Ionuţ macht sich auf den Weg

von Ingrid Fillinger

Es war kalt in der Lehmhütte. Ionuţ rückte die Steine der Feuerstelle näher zusammen und legte vorsichtig ein weiteres Stück Holz darauf. Ein angenehmer Tannengeruch füllte den Raum. Die Decke, die seine kranke Mutter bedeckte, war leicht verschoben. Vorsichtig zog er sie wieder hoch und berührte dabei Mutters Hand. Das Fieber schien allmählich zu sinken. Um sie nicht zu wecken, ging er leise zum Tisch, auf dem das letzte Stück Brot lag. Er entfernte die Kruste, packte diese in ein altes Taschentuch, das er gut in seine Hosentasche verstaute. Das Brotstück legte er auf ein kleines Holzbrett und stellte es neben seine schlafende Mutter. "Ich soll das Wasser nicht vergessen", dachte Ionuţ und füllte gleich die Blechtasse mit frischem Wasser auf. Danach wickelte er seine Füße in warme Lumpen. Anschließend packte er jeden Fuß vorsichtig in ein Ziegenfell, das er mit einem Band zusammenschnürte bis sein winterliches Schuhwerk auch unterhalb der Wade richtig fest saß.

Vaters alter Umhang hing immer noch an der Tür, wo er ihn zuletzt verstaut hatte. Obwohl Ionuţ dreizehn Jahre alt war, wirkte er wesentlich kleiner und zierlicher. Erst nach einigen Versuchen schaffte es der Junge, sich in den Umhang einzuwickeln, so dass auch das Gesicht verhüllt war und nur seine braunen Knopfaugen rausspähten.

Noch ein letzter Blick in Richtung Feuerstelle, dann öffnete er ganz leise die Tür und schlich nach draußen.

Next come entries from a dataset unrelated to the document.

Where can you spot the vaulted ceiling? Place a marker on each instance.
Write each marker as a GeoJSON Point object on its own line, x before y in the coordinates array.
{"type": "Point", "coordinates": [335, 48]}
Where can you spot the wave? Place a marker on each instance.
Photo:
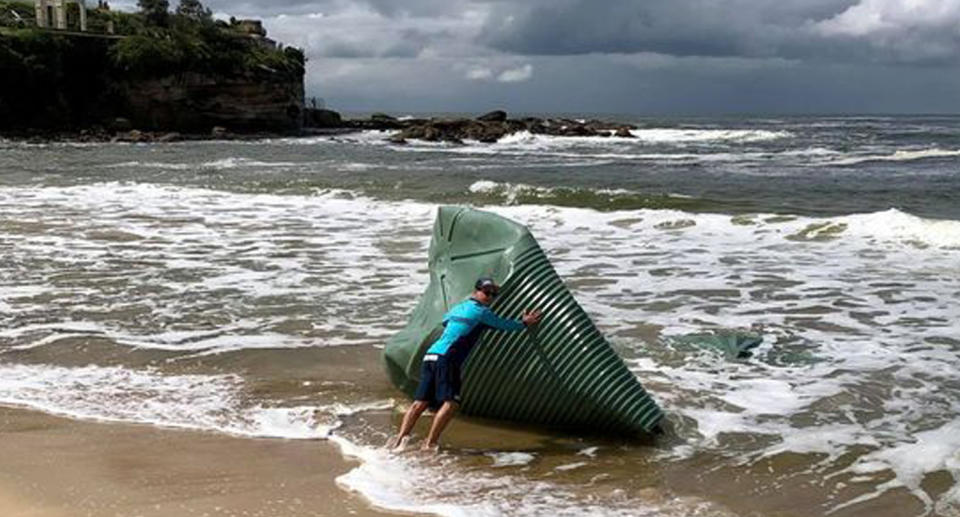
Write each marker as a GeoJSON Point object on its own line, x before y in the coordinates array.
{"type": "Point", "coordinates": [216, 403]}
{"type": "Point", "coordinates": [900, 156]}
{"type": "Point", "coordinates": [222, 164]}
{"type": "Point", "coordinates": [117, 394]}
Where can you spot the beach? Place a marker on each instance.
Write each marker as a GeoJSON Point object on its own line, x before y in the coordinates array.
{"type": "Point", "coordinates": [202, 323]}
{"type": "Point", "coordinates": [56, 467]}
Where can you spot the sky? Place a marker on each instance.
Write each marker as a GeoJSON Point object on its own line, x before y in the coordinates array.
{"type": "Point", "coordinates": [644, 57]}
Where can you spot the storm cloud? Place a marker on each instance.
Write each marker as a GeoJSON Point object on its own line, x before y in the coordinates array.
{"type": "Point", "coordinates": [902, 31]}
{"type": "Point", "coordinates": [626, 56]}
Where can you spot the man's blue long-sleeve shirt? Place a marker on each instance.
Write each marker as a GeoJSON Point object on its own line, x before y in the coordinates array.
{"type": "Point", "coordinates": [462, 327]}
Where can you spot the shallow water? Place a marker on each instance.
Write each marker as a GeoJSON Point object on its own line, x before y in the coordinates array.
{"type": "Point", "coordinates": [247, 287]}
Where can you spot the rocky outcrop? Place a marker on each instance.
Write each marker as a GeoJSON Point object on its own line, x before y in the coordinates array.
{"type": "Point", "coordinates": [197, 103]}
{"type": "Point", "coordinates": [321, 118]}
{"type": "Point", "coordinates": [488, 128]}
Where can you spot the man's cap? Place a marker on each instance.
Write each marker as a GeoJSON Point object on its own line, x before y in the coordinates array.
{"type": "Point", "coordinates": [485, 282]}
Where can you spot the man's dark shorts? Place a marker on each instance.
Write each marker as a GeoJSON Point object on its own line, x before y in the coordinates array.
{"type": "Point", "coordinates": [439, 381]}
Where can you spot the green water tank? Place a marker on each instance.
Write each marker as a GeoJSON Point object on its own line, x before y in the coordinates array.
{"type": "Point", "coordinates": [561, 373]}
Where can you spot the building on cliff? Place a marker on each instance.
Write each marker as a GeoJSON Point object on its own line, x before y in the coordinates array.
{"type": "Point", "coordinates": [52, 14]}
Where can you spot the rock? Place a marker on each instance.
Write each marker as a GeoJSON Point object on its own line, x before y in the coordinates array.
{"type": "Point", "coordinates": [313, 117]}
{"type": "Point", "coordinates": [121, 124]}
{"type": "Point", "coordinates": [431, 134]}
{"type": "Point", "coordinates": [493, 116]}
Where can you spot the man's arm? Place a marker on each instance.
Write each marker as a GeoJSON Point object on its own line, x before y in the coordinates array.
{"type": "Point", "coordinates": [488, 318]}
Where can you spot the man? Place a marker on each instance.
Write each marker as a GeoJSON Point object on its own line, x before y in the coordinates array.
{"type": "Point", "coordinates": [440, 370]}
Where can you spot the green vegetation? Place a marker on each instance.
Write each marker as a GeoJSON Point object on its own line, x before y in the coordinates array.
{"type": "Point", "coordinates": [74, 77]}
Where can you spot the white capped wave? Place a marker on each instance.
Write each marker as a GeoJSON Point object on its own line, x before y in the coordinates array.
{"type": "Point", "coordinates": [203, 402]}
{"type": "Point", "coordinates": [708, 135]}
{"type": "Point", "coordinates": [868, 296]}
{"type": "Point", "coordinates": [404, 483]}
{"type": "Point", "coordinates": [900, 155]}
{"type": "Point", "coordinates": [221, 164]}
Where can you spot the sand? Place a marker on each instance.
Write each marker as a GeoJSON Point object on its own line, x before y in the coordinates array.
{"type": "Point", "coordinates": [57, 467]}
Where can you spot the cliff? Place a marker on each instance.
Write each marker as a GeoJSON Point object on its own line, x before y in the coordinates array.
{"type": "Point", "coordinates": [189, 76]}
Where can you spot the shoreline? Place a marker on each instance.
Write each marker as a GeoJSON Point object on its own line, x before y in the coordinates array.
{"type": "Point", "coordinates": [59, 467]}
{"type": "Point", "coordinates": [487, 128]}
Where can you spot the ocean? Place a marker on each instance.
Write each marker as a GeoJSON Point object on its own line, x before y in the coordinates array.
{"type": "Point", "coordinates": [248, 288]}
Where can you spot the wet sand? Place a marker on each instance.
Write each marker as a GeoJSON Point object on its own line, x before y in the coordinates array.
{"type": "Point", "coordinates": [57, 467]}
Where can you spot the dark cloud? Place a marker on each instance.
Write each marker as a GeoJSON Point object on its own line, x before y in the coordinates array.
{"type": "Point", "coordinates": [622, 56]}
{"type": "Point", "coordinates": [820, 30]}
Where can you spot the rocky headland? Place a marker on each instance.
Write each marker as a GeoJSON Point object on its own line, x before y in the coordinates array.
{"type": "Point", "coordinates": [487, 128]}
{"type": "Point", "coordinates": [146, 76]}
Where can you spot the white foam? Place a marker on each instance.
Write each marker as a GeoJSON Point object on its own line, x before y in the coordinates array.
{"type": "Point", "coordinates": [205, 402]}
{"type": "Point", "coordinates": [510, 459]}
{"type": "Point", "coordinates": [900, 155]}
{"type": "Point", "coordinates": [221, 164]}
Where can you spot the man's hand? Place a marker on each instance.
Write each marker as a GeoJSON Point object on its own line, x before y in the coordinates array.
{"type": "Point", "coordinates": [531, 317]}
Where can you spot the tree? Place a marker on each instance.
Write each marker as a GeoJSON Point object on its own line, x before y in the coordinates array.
{"type": "Point", "coordinates": [194, 10]}
{"type": "Point", "coordinates": [155, 11]}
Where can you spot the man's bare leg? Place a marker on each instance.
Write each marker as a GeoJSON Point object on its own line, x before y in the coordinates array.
{"type": "Point", "coordinates": [409, 420]}
{"type": "Point", "coordinates": [440, 422]}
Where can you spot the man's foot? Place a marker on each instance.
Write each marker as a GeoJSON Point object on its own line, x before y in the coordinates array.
{"type": "Point", "coordinates": [430, 448]}
{"type": "Point", "coordinates": [398, 444]}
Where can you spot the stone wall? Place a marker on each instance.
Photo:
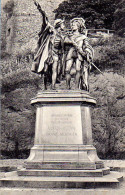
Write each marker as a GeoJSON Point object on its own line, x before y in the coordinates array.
{"type": "Point", "coordinates": [25, 23]}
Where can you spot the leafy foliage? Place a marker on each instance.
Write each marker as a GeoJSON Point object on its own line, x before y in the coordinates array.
{"type": "Point", "coordinates": [110, 54]}
{"type": "Point", "coordinates": [119, 18]}
{"type": "Point", "coordinates": [97, 13]}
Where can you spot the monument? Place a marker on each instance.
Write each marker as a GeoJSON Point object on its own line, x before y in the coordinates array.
{"type": "Point", "coordinates": [63, 154]}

Ein eisiger Wind peitschte ihm sofort entgegen und drückte Tränen in seine Augen, doch er wusste, dass er sich bald daran gewöhnen würde. Mit harten Schritten folgte er dem kleinen Pfad, den die Dorfbewohner auf ihrem Weg zur Kirche in den Schnee festgetreten hatten. Noch war es leicht darin zu gehen. Doch am Ende des Dorfes, ab der kleine Holzkirche endete der Pfand und Ionuţ musste nun durch den Tiefschnee stapfen. Das nächste Dorf war einen guten Tagesmarsch entfernt. Dort hoffte der Junge ein paar Tage arbeiten zu können, weil er seiner Mutter endlich eine kräftige Malzeit zu Weihnachten auf den Tisch stellen wollte.

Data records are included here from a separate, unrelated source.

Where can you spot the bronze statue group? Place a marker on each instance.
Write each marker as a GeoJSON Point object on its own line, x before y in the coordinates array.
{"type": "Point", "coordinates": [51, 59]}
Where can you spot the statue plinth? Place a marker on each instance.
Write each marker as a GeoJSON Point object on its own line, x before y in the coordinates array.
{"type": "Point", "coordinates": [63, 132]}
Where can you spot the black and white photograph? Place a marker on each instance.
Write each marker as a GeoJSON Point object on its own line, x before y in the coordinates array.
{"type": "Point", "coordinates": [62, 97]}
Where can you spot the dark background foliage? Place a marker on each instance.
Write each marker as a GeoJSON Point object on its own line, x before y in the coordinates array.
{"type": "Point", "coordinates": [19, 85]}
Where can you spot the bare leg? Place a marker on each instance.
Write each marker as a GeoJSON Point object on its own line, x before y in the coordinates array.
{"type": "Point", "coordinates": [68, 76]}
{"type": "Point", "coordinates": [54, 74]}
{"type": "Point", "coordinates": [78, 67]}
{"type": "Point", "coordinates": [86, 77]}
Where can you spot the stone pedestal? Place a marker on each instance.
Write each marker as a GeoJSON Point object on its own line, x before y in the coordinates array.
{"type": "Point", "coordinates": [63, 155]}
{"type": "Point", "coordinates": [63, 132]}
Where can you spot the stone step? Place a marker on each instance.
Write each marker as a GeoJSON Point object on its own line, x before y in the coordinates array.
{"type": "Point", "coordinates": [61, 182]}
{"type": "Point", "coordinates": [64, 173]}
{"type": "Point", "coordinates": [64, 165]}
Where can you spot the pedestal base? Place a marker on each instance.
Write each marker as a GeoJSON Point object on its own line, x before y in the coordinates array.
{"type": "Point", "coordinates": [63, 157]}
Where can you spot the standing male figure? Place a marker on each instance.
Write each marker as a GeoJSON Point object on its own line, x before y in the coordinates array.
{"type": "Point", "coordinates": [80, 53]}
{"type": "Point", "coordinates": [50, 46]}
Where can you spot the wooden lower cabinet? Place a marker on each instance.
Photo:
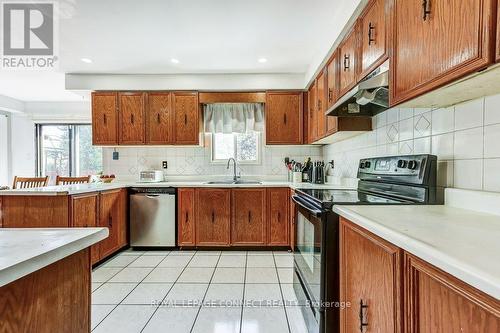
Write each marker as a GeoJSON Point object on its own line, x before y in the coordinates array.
{"type": "Point", "coordinates": [248, 225]}
{"type": "Point", "coordinates": [186, 217]}
{"type": "Point", "coordinates": [113, 215]}
{"type": "Point", "coordinates": [213, 217]}
{"type": "Point", "coordinates": [370, 280]}
{"type": "Point", "coordinates": [84, 214]}
{"type": "Point", "coordinates": [438, 302]}
{"type": "Point", "coordinates": [278, 216]}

Stundenlang kämpfte sich Ionuţ durch den tiefen Schnee. "Wenn bloß der Wind nachlassen würde", dachte der Junge. Er versuchte auf jeden Baum zu achten, um sich ja nicht zu verirren.

Am Waldrand angekommen, freute er sich, Schutz vor dem heftigen Wind gefunden zu haben. Allerdings musste er nun geschickt dem gelockerten Schnee ausweichen, der wie weiße Bauklötze herunterfiel, wenn der Wind sich in den hohen Baumkronen austobte. Plötzlich musste Ionuţ an seinen Vater denken, der schon bereits die zweiten Weihnachten nicht mehr bei ihnen sein durfte. Nachdem der Vater von seiner letzten Jagd nicht mehr zurückkehrte, erzählten sich die Dorfbewohner die verschiedensten Geschichten. Einige berichteten von einem großen Bären, der im Wald sein Unwesen trieb. Andere meinten, dass sein Vater eher von einem Rudel hungriger Wölfe zu Tode gejagt wurde. Auch wenn Ionuţ anfangs keiner Geschichte Glauben schenken konnte, gab er irgendwann die Hoffnung auf, seinen Vater jemals wieder zu sehen.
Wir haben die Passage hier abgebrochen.